24,質問
葵からされた質問は、以下の通りだった。
「まずは瞬一(千世)に聞くよ」
「ああ、いつでもいいぜ」
「私の名前は?」
「細川葵だろ?」
「三矢谷瞬一はどこに住んでいる?」
「男子寮だ」
「弟か妹がいる?」
「弟がいるな」
「自分が頻繁に使ってる魔術は?」
「ライトニングだ」
「よく使う武器は?」
「刀」
「す、好きな人とかは……?」
「今はまだいない……ってか、そんなことも質問にするんかい」
前もって教えていた通りの情報が、葵より尋ねられる。
……うん、今の所は順調だな。
「それじゃあ……私とキスをしたことは?」
「なっ……!? あ、あるわけねぇだろ!」
……ああ、それはないな。
キスなんてしたことは、一度もないはずだ……多分だけど。
春香達は何故かほっとしたような表情を浮かべているけど、葵は『ちっ』なんて舌打ちをしている。
……心なしか、背後から黒いオーラが出ているような気もしなくもない。
「……次は千世(瞬一)ちゃんに聞くよ?」
「ええ、いいですわよ?」
今度は千世(俺)に尋ねてくる葵。
……よし、何でも来いや!!
「まずは貴女のお名前は?」
「石塚千世」
「彼の名前は?」
言いながら、葵は晴信を差し出してくる。
……晴信の名前は言うべきなのか?
「宮澤先輩ですわね」
「……こっちの先輩の名前は?」
今度は啓介を差し出してくる。
これは確か……。
「知りませんわ、そんなビーバーみたいな顔をした人なんて」
「ビーバーみたいな顔は余計だ!!」
啓介が怒っているが、この際気にしない。
気にしてたら話が進まなくなってしまう。
「貴女は誰の孫?」
「この学校の校長である石塚源三郎おじい様の孫ですわ」
千世からの情報によると、校長のことは『おじい様』と呼んでいるらしい。
本人はたびたび『ご主人様と呼んではくれぬか?』なんて変態染みたことを言っているが、その度に制裁を加えているとかいないとか……。
「そうね……次の質問は……」
「ねぇちょっと。もう一つだけ瞬一に質問してもいいかな?」
そこで発現をしたのは、織だった。
……しかし、織が一体、何の質問をする気なんだ?
「ん? 別にいいけど?」
さすがは千世。
自然な会話で何とかフォローしてくれたぜ。
「じゃあ質問するよ……ボクと瞬一君だけの、二人だけの場所ってあったよね?」
「あ? ……ああ」
……二人だけの場所だと?
そんなの、織と一緒に作った覚えなど……まさか!?
「……引っかかったね。ボクと瞬一君は、確かに幼馴染の関係だけど、二人だけの秘密の場所なんて、本当はないんだよ?」
「!?」
……瞬一(千世)が驚いたような表情を浮かべる。
そりゃそうだろ……バレたようなものなんだから。
いや、もうバレたのか?
「……なるほどね。違和感の正体がわかったよ……瞬一君の身体の中に、別の人が入ってるね?」
「「「何ぃ!?」」」
激しく驚く、晴信・啓介・刹那の三人。
……どうやらコイツらは最初から真相を探す気などなかったらしく、答えだけを聞いて驚いているのだろう。

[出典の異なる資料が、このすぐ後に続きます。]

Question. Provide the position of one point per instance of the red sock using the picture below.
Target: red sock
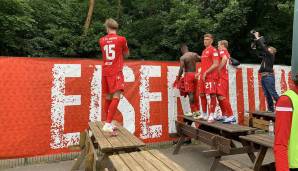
(106, 109)
(228, 108)
(196, 103)
(193, 107)
(212, 104)
(112, 109)
(222, 107)
(204, 103)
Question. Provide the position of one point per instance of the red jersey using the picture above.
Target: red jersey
(208, 56)
(113, 48)
(223, 73)
(283, 125)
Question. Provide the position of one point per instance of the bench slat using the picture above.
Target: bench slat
(131, 137)
(154, 161)
(234, 165)
(130, 162)
(171, 164)
(142, 161)
(100, 138)
(118, 163)
(112, 139)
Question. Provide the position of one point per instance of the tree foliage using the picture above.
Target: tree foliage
(154, 28)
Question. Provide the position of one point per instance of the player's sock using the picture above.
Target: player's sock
(106, 108)
(193, 107)
(204, 103)
(112, 109)
(222, 107)
(212, 104)
(228, 108)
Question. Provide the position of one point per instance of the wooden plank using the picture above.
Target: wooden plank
(114, 141)
(261, 139)
(231, 128)
(130, 136)
(270, 115)
(171, 164)
(103, 143)
(118, 164)
(260, 123)
(142, 161)
(206, 137)
(223, 144)
(216, 152)
(234, 165)
(130, 162)
(154, 161)
(260, 158)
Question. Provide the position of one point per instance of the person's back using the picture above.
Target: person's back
(190, 60)
(113, 47)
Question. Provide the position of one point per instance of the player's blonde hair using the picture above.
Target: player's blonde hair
(209, 35)
(225, 43)
(111, 24)
(273, 49)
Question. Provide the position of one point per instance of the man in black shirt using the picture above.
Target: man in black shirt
(266, 70)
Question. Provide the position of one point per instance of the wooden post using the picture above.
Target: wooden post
(89, 16)
(295, 45)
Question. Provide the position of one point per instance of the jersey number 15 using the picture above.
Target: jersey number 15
(110, 51)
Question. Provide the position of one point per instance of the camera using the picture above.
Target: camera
(253, 32)
(253, 40)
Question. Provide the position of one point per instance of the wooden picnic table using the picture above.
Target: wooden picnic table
(266, 115)
(151, 160)
(232, 131)
(265, 141)
(260, 120)
(104, 144)
(219, 136)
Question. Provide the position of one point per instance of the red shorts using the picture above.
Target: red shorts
(222, 87)
(111, 84)
(207, 87)
(189, 82)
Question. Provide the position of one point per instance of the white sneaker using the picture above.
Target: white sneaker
(205, 117)
(188, 114)
(220, 118)
(210, 119)
(196, 115)
(114, 127)
(108, 127)
(230, 120)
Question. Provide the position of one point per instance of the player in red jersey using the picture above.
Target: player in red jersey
(222, 88)
(188, 84)
(208, 77)
(113, 48)
(284, 126)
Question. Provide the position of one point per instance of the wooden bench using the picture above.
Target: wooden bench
(151, 160)
(99, 145)
(219, 136)
(234, 165)
(264, 141)
(261, 119)
(216, 141)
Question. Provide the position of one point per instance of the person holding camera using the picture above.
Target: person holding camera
(266, 70)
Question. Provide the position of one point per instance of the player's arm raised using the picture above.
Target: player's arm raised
(213, 66)
(198, 57)
(223, 62)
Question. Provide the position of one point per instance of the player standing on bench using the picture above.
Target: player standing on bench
(114, 48)
(188, 67)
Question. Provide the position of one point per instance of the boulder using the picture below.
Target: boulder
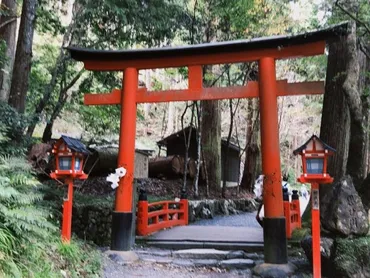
(327, 251)
(351, 259)
(341, 257)
(342, 211)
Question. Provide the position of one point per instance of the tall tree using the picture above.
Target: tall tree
(346, 100)
(8, 30)
(23, 57)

まったく、少しは頭を使えよ……刹那はともかく、晴信と啓介はS組のメンバーだろうが。
「……もう隠す必要もねぇだろ、千世。そろそろネタばらしといこうじゃないか」
「……え?」
「千世ちゃんが……男の人みたいな言葉遣いを……って、まさか……」
今度は葵と春香が、驚いたような表情を浮かべる。
……そんなに千世の身体から男言葉が出るのが驚きなのか?
「そうですの。私と瞬一先輩は……」
「心と心だけ、入れ替わっているということだ」
そして俺達は、とうとうネタばらしをしたのだった。